Skąd właściwie ten karp?

Dlaczego karp a nie inna ryba? Trzeba podkreślić, że w Polsce tradycja jedzenia akurat karpia, jako tej głównej ryby, którą podaje się na wigilijnym stole, nie jest długa. Oczywiście należy wspomnieć, że wigilia, zgodnie z tradycją chrześcijańską jest dniem postnym i wymaga posiłków bezmięsnych, a ryba za mięso uznawana nie jest, dlatego właśnie spożywamy ją dwudziestego czwartego grudnia, podczas tej wyjątkowej kolacji. Ryba jest również symbolem Jezusa, co tylko podkreśla religijny i wzniosły charakter tego dnia.

Ryba od wieków była daniem, które podawało się tradycyjnie na wigilii, ale dlaczego akurat karp? W Polsce gatunek ten na wigilijne stoły wprowadzono szturmem w PRL-u. Była to część propagandy, która zaczęła się w latach 50. dwudziestego wieku. Karp jest rybą stosunkowo tanią i łatwą w hodowli, stąd też pojawił się pomysł, żeby w czasach niedostatku wprowadzić ją do diety Polaków. W 1947 pojawiło się nawet hasło propagandowe: „Karp na każdym wigilijnym stole”. Od tego czasu karp zaczął królować na wigilijnych stołach milionów Polek i Polaków i króluje na tych stołach do dziś.

Na czym smażyć karpia?

Karp jaki jest każdy widzi, chciałoby się rzec, ale jeśli chcemy, żeby wyszedł idealnie i zachwycał nasze podniebienia swoim smakiem, musimy pamiętać o kilku ważnych rzeczach przy jego obróbce.

Zacznijmy od tego, że absolutnie nie każdy olej czy tłuszcz nadaje się do smażenia karpia. Na pewno NIE powinniśmy smażyć karpia na:

  • oliwie z oliwek – ma niski punkt dymienia (ok. 160–190°C) i intensywny, oliwkowy smak. Jedno i drugie nie służy karpiowi. Niski punkt dymienia powoduje, że ryba szybko się przypali, wydzielając przy tym szkodliwe dla zdrowia substancje, a mocny smak oliwy zdominuje smak karpia.
  • olejach nierafinowanych (lnianym, kokosowym) – oleje te mają niski punkt dymienia i intensywny, specyficzny smak, co negatywnie wpłynie na smażenie ryby.
  • maśle i margarynie – karpia lepiej nie smażyć na zwykłym maśle, a już na pewno zapomnijmy o smażeniu go na margarynie! Nie nadaje się ona do smażenia.
  • smalcu – z uwagi na postny charakter wigilii, absolutnie należy zrezygnować ze smalcu jako tłuszczu do smażenia ze względu na to, że jest to oczywiście tłuszcz pochodzenia zwierzęcego.

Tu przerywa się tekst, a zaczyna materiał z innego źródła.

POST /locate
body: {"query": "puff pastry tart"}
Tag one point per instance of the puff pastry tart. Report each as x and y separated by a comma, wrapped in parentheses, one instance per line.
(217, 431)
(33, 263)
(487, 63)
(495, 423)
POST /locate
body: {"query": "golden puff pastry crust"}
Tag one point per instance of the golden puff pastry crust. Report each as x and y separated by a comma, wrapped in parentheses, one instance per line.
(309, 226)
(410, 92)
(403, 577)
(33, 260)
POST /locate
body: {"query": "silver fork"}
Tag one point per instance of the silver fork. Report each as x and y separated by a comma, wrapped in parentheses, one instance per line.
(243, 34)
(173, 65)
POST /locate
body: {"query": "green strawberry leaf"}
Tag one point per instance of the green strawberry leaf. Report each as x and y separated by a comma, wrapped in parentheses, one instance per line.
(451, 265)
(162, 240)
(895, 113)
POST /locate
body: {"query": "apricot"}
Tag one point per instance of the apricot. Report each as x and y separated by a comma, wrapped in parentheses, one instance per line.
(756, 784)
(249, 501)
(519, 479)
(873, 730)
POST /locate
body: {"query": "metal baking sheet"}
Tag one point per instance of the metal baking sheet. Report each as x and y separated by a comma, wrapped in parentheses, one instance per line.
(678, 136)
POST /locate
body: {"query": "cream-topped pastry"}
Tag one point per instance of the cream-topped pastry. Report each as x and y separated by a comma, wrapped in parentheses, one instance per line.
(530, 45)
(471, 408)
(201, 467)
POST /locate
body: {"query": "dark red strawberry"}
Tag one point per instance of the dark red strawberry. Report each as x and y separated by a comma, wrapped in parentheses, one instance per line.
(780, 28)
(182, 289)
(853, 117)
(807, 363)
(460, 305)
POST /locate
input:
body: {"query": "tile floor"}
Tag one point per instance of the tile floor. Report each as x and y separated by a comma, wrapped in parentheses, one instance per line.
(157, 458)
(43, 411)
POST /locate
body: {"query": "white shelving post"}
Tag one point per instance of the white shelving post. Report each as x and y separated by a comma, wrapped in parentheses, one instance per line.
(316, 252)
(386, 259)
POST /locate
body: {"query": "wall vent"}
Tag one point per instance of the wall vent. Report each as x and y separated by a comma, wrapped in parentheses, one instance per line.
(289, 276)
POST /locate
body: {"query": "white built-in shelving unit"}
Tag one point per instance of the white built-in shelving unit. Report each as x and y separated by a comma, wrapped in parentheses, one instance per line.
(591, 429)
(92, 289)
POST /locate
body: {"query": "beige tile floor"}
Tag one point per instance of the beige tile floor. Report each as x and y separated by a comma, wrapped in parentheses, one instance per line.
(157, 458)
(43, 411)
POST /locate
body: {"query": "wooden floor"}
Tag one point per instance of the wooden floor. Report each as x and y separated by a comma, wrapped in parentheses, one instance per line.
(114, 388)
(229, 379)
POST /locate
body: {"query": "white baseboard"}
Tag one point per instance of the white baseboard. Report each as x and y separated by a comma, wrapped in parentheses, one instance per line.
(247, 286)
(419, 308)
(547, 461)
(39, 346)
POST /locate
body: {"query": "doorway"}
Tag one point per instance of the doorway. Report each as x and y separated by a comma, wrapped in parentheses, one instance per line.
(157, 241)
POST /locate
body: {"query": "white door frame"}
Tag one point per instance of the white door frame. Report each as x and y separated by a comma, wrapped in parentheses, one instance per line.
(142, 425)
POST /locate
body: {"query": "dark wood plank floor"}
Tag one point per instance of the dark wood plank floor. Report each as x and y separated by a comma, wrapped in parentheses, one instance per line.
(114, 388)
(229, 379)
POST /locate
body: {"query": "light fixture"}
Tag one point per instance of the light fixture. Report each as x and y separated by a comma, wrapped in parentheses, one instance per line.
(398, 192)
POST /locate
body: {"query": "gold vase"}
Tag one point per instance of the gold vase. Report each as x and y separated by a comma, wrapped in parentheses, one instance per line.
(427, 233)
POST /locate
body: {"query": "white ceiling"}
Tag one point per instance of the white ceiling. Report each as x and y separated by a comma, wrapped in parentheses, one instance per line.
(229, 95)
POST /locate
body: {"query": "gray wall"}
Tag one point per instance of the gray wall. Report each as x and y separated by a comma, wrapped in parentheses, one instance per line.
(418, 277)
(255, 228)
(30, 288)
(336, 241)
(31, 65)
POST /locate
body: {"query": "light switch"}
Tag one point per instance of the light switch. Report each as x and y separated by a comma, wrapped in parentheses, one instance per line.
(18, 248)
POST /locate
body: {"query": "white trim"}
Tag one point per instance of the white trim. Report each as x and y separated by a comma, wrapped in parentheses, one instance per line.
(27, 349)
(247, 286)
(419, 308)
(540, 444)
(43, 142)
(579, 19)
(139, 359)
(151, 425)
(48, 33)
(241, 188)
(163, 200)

Wiemy już na czym nie smażyć, zatem przejdźmy do konkretów. Karp już przygotowany, posolony, obtoczony w mące, jajku i bułce tartej – słowem, opanierowany. Co dalej? Jakiego tłuszczu możemy użyć (oraz ile tego tłuszczu wlać na patelnię, żeby było dobrze)? Z pomocą przychodzi nam stary, dobry olej rzepakowy. Jest wręcz idealny do smażenia ryby. Dlaczego? Ma wysoki punkt dymienia (około 204–240°C) co sprawia, że nie pali się w wysokich temperaturach i jest bezpieczny dla zdrowia. Ma neutralny smak, czym nie wpływa na docelowy smak ryby. I co najważniejsze jest powszechnie dostępny i w dobrej cenie.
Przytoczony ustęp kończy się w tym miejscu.